Trudeau’s Finance Minister is Chrystia Freeland.  A recent issue of the leading Canadian newspaper, the Globe and Mail, quoted a speech Ms. Freeland gave the year before when talking about the proposed tax saying it was a “matter of fairness.”

In reference to boat owners paying the lux tax, she said, “...thank you for contributing a little bit of that good fortune to help heal the wounds of Covid…”   
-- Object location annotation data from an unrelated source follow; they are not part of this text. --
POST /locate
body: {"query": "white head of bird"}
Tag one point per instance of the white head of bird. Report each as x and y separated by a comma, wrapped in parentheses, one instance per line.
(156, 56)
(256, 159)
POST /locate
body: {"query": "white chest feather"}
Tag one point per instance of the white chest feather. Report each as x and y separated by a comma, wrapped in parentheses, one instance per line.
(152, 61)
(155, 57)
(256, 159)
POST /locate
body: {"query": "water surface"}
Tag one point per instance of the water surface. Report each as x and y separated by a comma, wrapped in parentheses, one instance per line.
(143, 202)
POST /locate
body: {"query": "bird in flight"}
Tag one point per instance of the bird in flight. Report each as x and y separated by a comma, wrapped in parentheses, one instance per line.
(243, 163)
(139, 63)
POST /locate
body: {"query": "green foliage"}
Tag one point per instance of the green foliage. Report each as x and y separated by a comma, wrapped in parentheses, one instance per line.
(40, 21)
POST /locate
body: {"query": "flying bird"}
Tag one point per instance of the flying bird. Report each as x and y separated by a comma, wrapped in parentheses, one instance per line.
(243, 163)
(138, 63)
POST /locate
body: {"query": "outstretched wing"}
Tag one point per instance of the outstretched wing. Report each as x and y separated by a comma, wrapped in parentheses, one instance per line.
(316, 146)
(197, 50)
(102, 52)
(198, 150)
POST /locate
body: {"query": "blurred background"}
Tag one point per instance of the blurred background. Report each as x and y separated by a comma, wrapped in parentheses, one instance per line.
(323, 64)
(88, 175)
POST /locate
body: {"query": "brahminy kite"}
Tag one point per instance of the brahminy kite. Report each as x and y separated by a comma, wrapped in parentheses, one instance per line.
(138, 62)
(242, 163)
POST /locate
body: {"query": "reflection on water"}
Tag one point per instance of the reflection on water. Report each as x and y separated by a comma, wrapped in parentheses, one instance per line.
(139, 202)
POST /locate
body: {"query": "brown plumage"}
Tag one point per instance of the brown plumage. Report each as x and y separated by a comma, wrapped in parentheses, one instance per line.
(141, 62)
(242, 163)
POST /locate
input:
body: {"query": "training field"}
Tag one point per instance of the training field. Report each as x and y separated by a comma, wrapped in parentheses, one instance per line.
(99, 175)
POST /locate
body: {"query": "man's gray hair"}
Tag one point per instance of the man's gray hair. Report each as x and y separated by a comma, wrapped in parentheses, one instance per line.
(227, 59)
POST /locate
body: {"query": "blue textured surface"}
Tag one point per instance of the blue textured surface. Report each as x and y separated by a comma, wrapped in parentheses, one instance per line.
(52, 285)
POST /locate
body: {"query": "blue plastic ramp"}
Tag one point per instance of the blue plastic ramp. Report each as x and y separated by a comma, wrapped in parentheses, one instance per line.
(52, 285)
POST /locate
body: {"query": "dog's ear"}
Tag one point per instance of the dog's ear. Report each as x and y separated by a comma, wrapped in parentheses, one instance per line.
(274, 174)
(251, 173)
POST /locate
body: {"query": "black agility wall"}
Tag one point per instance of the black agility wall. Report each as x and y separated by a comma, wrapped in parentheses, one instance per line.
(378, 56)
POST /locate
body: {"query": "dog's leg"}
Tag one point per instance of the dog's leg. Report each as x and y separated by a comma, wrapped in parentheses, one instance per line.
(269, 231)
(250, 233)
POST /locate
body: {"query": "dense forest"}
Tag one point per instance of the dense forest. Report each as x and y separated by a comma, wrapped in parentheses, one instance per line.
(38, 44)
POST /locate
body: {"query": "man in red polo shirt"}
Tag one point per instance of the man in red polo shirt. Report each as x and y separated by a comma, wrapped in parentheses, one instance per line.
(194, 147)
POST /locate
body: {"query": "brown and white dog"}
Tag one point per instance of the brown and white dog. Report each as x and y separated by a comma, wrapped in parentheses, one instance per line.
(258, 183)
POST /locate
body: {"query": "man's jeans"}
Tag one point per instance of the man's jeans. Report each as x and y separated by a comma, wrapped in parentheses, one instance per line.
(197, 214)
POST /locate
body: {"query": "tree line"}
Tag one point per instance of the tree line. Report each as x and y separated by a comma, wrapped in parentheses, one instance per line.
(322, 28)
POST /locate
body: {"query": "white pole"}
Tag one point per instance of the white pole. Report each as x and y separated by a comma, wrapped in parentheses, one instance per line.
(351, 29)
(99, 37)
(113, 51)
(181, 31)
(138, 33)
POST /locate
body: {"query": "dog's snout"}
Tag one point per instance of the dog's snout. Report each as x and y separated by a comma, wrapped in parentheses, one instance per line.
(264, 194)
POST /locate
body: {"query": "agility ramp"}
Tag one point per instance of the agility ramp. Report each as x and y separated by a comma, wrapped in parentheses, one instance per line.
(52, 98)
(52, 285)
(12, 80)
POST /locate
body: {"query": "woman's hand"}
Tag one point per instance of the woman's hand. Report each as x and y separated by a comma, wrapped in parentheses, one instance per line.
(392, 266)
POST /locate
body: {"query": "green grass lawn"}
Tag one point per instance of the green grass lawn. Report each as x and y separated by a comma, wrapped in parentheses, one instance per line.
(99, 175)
Thirty-one years ago, Congressman Dan Rostenkowski, the Chairman of the U.S. Congress’ House Ways and Means Committee, said nearly the same thing about the 10% luxury tax he rammed through Congress: “There was a concern that the rich pay their fair share. That is why Congress... increased the tax on big boats, luxury cars and expensive jewelry.”

For Rostenkowski, the luxury tax was a great phrase to put in a stump political speech to the very people he was going to be putting out of work.  If he really wanted to “soak the rich,” why not just raise the marginal tax rate on high-income earners? 

Two years later, after 50,000 marine workers we laid off, the true liberals of his own party led the move to repeal the luxury tax. They had seen enough and no longer feared Rosty who got caught with his hand in the till and was under indictment. Unfortunately, the damage was done and the American boat industry never recovered.

Either Ms. Freeland has not done her homework, in which case she should not be the country’s Finance Minister, or she has and still wishes to repeat the lie that the Trudeau government is perpetrating in order to perpetuate her career.

Volvo Penta marine technicians, marine engine technicians

Politicians who want to target the rich with taxes rarely consider the people who work on the products the wealthy people buy.

Duplicity Defined

The Oxford dictionary defines “duplicity” as: “Dishonest behavior that is intended to make someone believe something that is not true.”

That gets us back to where we started: Trudeau and Rostenkowski have political duplicity in common. They are not stupid people and they know full well what will happen — the trouble is that they think that most citizens are too stupid to get it.

* Methodology: Gross sales less $250,000 per unit sold in each boat type x 10%.